TORONTO — Chrysler and the Canadian Auto Workers union reached an agreement on labour concessions late Friday night that will save the automaker save about $240 million a year, CAW president Ken Lewenza said.
“This agreement meets the benchmark that was set by the federal government to guide our bargaining,” Lewenza said.
“Some of it comes from reduced compensation, some of it comes from lower legacy costs, some of it comes from increased productivity and efficiencies in the workplace.”
Ratification meetings are to be held on the weekend at Chrysler’s three Ontario plants, which are in Windsor, Brampton and the Toronto suburb of Etobicoke.
Lewenza called the deal, which left base wages and pensions untouched, a victory considering the consequences if an agreement could not be reached.
“We have done our job here. We have met the cost target, not just by tightening our belt, but also by boosting productivity. In the long run, that’s a much better way to keep our plants around in the long term,” he said.
Chrysler had said reductions on labour costs are essential to coming up with a viable restructuring plan.
The automaker must complete a restructuring plan by the end of the month in order to get financial aid from the federal and Ontario governments.
The two sides entered negotiations with very different goals in mind.
Chrysler said it had to cut its labour costs by $19 an hour to remain competitive.
But the CAW initially refused to bend from the pattern established in an earlier agreement with General Motors Canada, which cut that company’s costs by about $7 an hour.
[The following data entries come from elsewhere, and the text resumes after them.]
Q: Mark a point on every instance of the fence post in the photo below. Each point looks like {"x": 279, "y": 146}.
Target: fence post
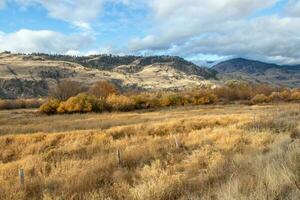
{"x": 119, "y": 157}
{"x": 176, "y": 142}
{"x": 22, "y": 177}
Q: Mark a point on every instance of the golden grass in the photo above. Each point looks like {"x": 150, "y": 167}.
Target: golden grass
{"x": 225, "y": 152}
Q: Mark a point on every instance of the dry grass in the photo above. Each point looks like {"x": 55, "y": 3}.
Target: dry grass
{"x": 225, "y": 152}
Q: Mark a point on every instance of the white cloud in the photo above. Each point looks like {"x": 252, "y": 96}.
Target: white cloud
{"x": 293, "y": 8}
{"x": 223, "y": 27}
{"x": 2, "y": 4}
{"x": 267, "y": 38}
{"x": 80, "y": 13}
{"x": 28, "y": 41}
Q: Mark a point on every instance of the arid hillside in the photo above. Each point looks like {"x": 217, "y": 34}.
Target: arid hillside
{"x": 259, "y": 72}
{"x": 207, "y": 152}
{"x": 32, "y": 75}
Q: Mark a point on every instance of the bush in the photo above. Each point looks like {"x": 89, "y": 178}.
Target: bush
{"x": 120, "y": 102}
{"x": 103, "y": 89}
{"x": 20, "y": 103}
{"x": 203, "y": 96}
{"x": 275, "y": 96}
{"x": 66, "y": 89}
{"x": 171, "y": 99}
{"x": 80, "y": 104}
{"x": 260, "y": 98}
{"x": 146, "y": 100}
{"x": 50, "y": 106}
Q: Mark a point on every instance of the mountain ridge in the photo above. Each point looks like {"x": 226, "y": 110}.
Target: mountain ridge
{"x": 258, "y": 72}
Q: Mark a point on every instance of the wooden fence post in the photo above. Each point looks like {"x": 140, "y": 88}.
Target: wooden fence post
{"x": 22, "y": 177}
{"x": 176, "y": 142}
{"x": 119, "y": 157}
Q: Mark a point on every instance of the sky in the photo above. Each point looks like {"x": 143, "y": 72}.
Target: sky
{"x": 197, "y": 30}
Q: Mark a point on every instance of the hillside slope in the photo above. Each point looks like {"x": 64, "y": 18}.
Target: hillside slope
{"x": 258, "y": 72}
{"x": 32, "y": 75}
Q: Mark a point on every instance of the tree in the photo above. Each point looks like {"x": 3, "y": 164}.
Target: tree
{"x": 103, "y": 89}
{"x": 66, "y": 89}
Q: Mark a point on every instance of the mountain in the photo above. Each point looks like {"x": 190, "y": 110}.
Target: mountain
{"x": 258, "y": 72}
{"x": 32, "y": 75}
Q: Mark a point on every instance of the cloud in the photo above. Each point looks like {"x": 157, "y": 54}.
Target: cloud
{"x": 267, "y": 38}
{"x": 293, "y": 8}
{"x": 28, "y": 41}
{"x": 80, "y": 13}
{"x": 2, "y": 4}
{"x": 224, "y": 28}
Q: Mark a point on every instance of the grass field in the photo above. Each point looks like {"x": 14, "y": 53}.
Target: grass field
{"x": 205, "y": 152}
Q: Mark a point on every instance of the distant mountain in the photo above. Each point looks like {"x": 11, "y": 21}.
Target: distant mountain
{"x": 258, "y": 72}
{"x": 32, "y": 75}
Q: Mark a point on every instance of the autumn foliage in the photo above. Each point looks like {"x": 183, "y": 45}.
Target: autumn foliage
{"x": 104, "y": 96}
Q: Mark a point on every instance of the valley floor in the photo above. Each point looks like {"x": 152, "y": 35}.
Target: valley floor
{"x": 204, "y": 152}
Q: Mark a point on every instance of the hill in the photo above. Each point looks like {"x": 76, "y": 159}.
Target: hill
{"x": 258, "y": 72}
{"x": 32, "y": 75}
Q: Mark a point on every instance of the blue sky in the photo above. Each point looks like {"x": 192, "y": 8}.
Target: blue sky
{"x": 197, "y": 30}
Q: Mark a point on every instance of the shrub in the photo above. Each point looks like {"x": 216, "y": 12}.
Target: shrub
{"x": 50, "y": 106}
{"x": 171, "y": 99}
{"x": 275, "y": 96}
{"x": 66, "y": 89}
{"x": 20, "y": 103}
{"x": 260, "y": 98}
{"x": 146, "y": 100}
{"x": 103, "y": 89}
{"x": 202, "y": 97}
{"x": 80, "y": 104}
{"x": 120, "y": 103}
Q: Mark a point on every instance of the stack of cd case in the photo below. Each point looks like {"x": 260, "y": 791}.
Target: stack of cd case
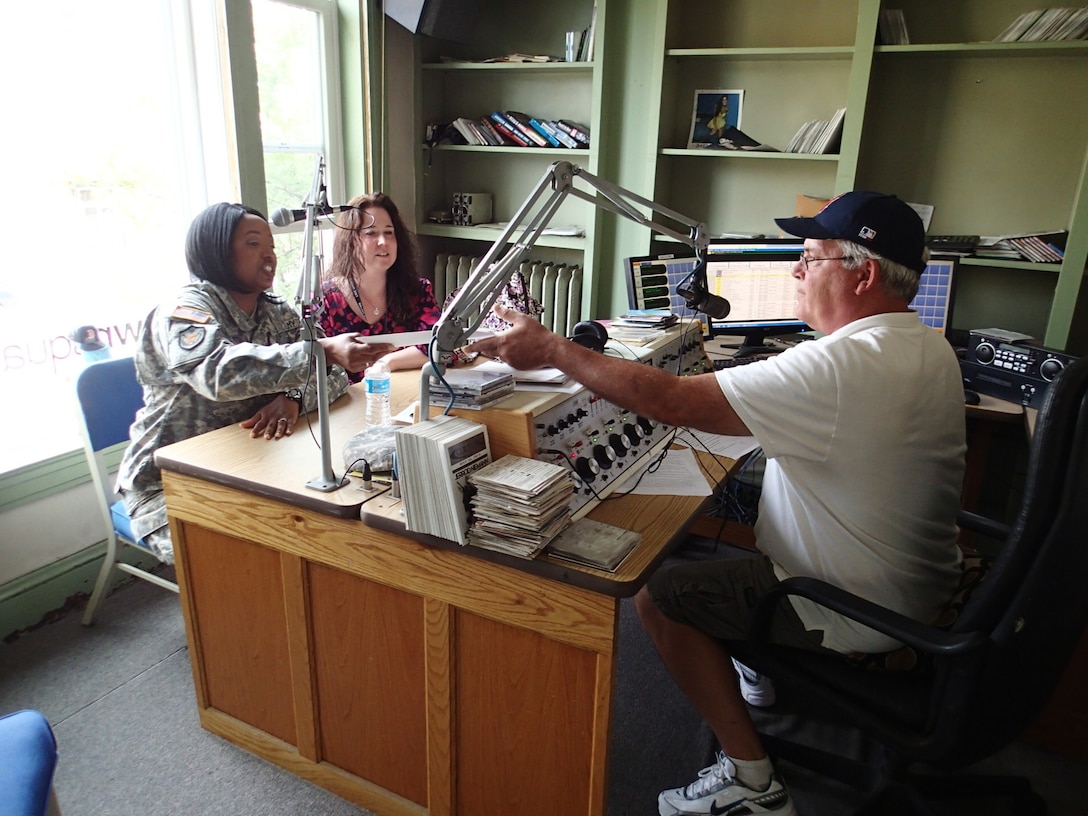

However, Lewenza softened his stance in recent days, saying Monday he didn’t want to speculate on what the union would give up in bargaining.
“The agreement is not the same as the agreement we negotiated almost two months ago at General Motors,” Lewenza said Friday night.
“That agreement at General Motors was abolished when President Obama and our own governments rejected the GM restructuring plan. We knew it was back to the drawing board.”
The deal includes many of the same concessions included in the GM agreement, but also includes the elimination of semi-private hospital coverage and the elimination of the employee car purchase plan and tuition rebate programs next year, among other changes.
Chrysler now has until the end of the month to negotiate a partnership with Italian automaker Fiat and to reach deals with its U.S. workers, bondholders and other stakeholders in order to receive long-term bailout loans from governments in Canada and the U.S.
Without a restructuring plan that governments deem acceptable, Chrysler will likely be forced to file for bankruptcy protection or even liquidate its assets.
Chrysler Canada employs about 10,000 hourly workers and 1,00 white collar employees at its assembly plants.